Tuesday, April 9, 2013

Wisdom for Kids from Warren Buffet. Even the Gov might understand.


Warren Buffet had these pearls of wisdom to share with Kids:

  1. Never spend more than you have.
  2. Save for the unexpected
  3. Never borrow without a payback plan

I like it. Short. Sweet. Accurate. Simple... Sustainable even.

So simple even a caveman could understand it.

I'm thinking that we need to transmit this repeatedly up to our friends in the Federal Government (and maybe even to the States).

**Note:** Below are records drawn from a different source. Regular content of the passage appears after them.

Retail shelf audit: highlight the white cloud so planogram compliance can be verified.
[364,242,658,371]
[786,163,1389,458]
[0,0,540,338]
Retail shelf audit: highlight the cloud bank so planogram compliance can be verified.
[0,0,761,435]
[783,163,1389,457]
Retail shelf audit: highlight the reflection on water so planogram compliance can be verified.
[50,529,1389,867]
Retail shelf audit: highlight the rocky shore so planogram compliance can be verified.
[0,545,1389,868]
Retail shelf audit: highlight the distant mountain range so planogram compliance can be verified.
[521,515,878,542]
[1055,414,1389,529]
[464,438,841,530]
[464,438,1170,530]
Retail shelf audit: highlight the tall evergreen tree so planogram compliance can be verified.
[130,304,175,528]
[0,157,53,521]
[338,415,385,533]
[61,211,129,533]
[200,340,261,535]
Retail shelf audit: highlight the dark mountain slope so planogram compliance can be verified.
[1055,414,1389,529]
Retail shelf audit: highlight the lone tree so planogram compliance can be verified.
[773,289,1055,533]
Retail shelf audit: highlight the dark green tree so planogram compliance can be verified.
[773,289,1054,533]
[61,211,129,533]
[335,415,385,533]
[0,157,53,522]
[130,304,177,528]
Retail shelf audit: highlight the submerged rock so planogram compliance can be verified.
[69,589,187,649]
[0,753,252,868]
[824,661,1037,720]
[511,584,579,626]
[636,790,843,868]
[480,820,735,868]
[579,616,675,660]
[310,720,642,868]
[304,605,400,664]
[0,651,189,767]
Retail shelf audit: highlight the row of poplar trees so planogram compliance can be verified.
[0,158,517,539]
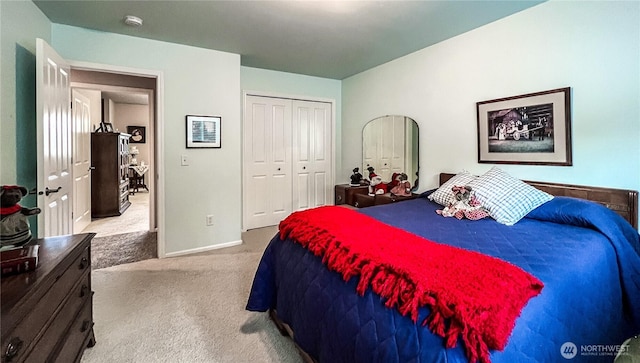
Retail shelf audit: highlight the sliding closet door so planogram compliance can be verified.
[292,100,333,211]
[243,95,292,229]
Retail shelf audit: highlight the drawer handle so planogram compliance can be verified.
[4,337,23,362]
[78,257,89,270]
[80,285,89,297]
[80,320,91,333]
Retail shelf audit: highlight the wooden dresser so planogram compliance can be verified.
[0,233,95,363]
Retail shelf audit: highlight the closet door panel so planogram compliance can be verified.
[243,96,292,229]
[293,101,332,210]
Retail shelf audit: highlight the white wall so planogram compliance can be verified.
[52,24,241,254]
[0,1,51,185]
[342,1,640,196]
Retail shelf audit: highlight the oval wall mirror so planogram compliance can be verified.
[362,115,419,190]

Never spend more than you have. Boy do we break this rule. And we have broken it so long that it somehow seems normal. Over decades, there has only been a couple years during the Clinton era that we haven't run an annual deficit. Of course, debt builds over time (unless you go bankrupt).

Make no doubt about it, there are any number of things that will make our current level of borrowing infinitely worse than it is right now. Slower, lower or negative economic growth. Interest and inflation could sink us based on the percentage of government revenues that goes to interest on the debt (debt-servicing). On average we are probably paying about 1% interest on government debt, and that represents about 9-10% of the government revenues. (I hate to use the word revenues for the intake of taxes, let's call it government inflows.)

Sooo, if interest rates go up to 10% that would mean that almost all of the gov inflows would immediately become outflows to service the debt.

That brings us to #2, save for the unexpected. Ops. Didn't do that, did we!

That brings us to #3, never borrow without a payback plan. Ops. Didn't do that, did we!

Now we are in a sequester situation. That is a lot like your parents cutting off your credit cards. . . Painful. Not very sophisticated. Only partially effective. Lot's of side effects.

And that is our after-the-fact payback plan? It's not even a plan; it was the trap door contingency that legislators came up with for the unlikely event that they couldn't come up with a plan.

Keywords: Sustainable and non-sustainable (gov) spending, deficit, interest, payback, funding, budgeting.